Carson Beck ist 24 Jahre alt, hat sechs Saisons College-Football gespielt und 43 Spiele als Starting Quarterback absolviert. Für einen Rookie ist das ungewöhnlich viel Vorbereitung auf die professionelle Ebene. Der Arizona Cardinals Quarterback kam im Draft zu einem Team, das unter neuem Head Coach Mike LaFleur einen Schwerpunkt auf die Fundamentals legt. LaFleur hat in seinen ersten Wochen mit dem Team intensiv an der Snap-Anzahl und dem Cadence gearbeitet, ein ganzes Trainings-Setup wurde dieser Pre-Snap-Vorbereitung gewidmet.
Becks größter Vorteil gegenüber anderen Rookies zeigt sich genau in diesem Bereich. Bei Miami hat Beck bereits mit verbalen Cadences gearbeitet und die Snaps mündlich angefordert, zumindest während der ersten Hälfte der vergangenen Saison. Das ist nicht die Norm unter jungen Quarterbacks, die üblicherweise auf Klatschen oder stille Zeichen reagieren. LaFleur erkannte sofort, dass Beck diesen Unterschied mitbringt. "Er versteht bereits, wie wichtig der Cadence ist", sagte LaFleur, "aber er muss das auch durchziehen, wenn wir alle zusammen sind."
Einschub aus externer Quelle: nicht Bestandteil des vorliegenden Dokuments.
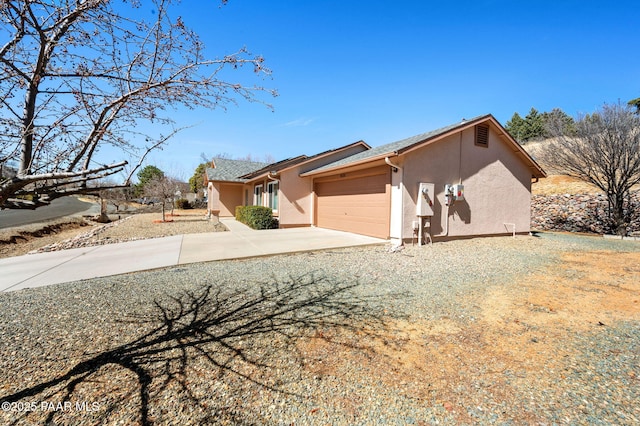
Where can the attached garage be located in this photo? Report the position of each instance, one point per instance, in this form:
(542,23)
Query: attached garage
(358,202)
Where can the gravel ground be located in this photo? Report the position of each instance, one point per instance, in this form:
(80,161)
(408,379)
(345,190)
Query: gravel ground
(531,330)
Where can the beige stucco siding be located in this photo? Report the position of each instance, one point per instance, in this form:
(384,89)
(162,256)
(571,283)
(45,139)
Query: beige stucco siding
(496,183)
(296,206)
(230,196)
(296,199)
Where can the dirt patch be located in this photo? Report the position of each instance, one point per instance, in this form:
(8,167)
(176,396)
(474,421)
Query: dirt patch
(561,184)
(82,233)
(19,241)
(522,338)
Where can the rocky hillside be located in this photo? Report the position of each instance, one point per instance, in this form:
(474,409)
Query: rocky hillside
(577,213)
Beck selbst sieht den Cadence als Waffe im offensive Spiel. "Man kann eine Defense täuschen oder aus dem Rhythmus bringen", erklärte er. "Man kann den Cadence als Waffe einsetzen. Das ist etwas, das ich trainieren muss, aber ich glaube, das wird gut." LaFleur stimmte zu und nannte den Cadence "ein massives Waffen-Tool". Die Logik ist einfach: Wenn eine Defense den Cadence eines Quarterbacks durchschaut, verliert die Offensive ihren angeborenen Vorteil. Die Offense weiß, wann der Snap kommt, die Defense nicht. Beck hat gelernt, diesen Vorteil zu nutzen.
Darüber hinaus verfügt Beck über Erfahrungen, die die meisten anderen Rookies nicht haben. Er hat mit Tight Ends gespielt, ist mit 12-Personnel-Formationen vertraut, hat Under-Center-Snaps und Play-Action-Fakes trainiert. LaFleur betont, dass diese Vertrautheit nicht das Entscheidende ist, aber sie macht einen Unterschied. "Wenn es ein Unentschieden gibt, würde ich sagen, nimm den Kerl, der das tatsächlich gemacht hat, statt den, der es nicht getan hat", so LaFleur.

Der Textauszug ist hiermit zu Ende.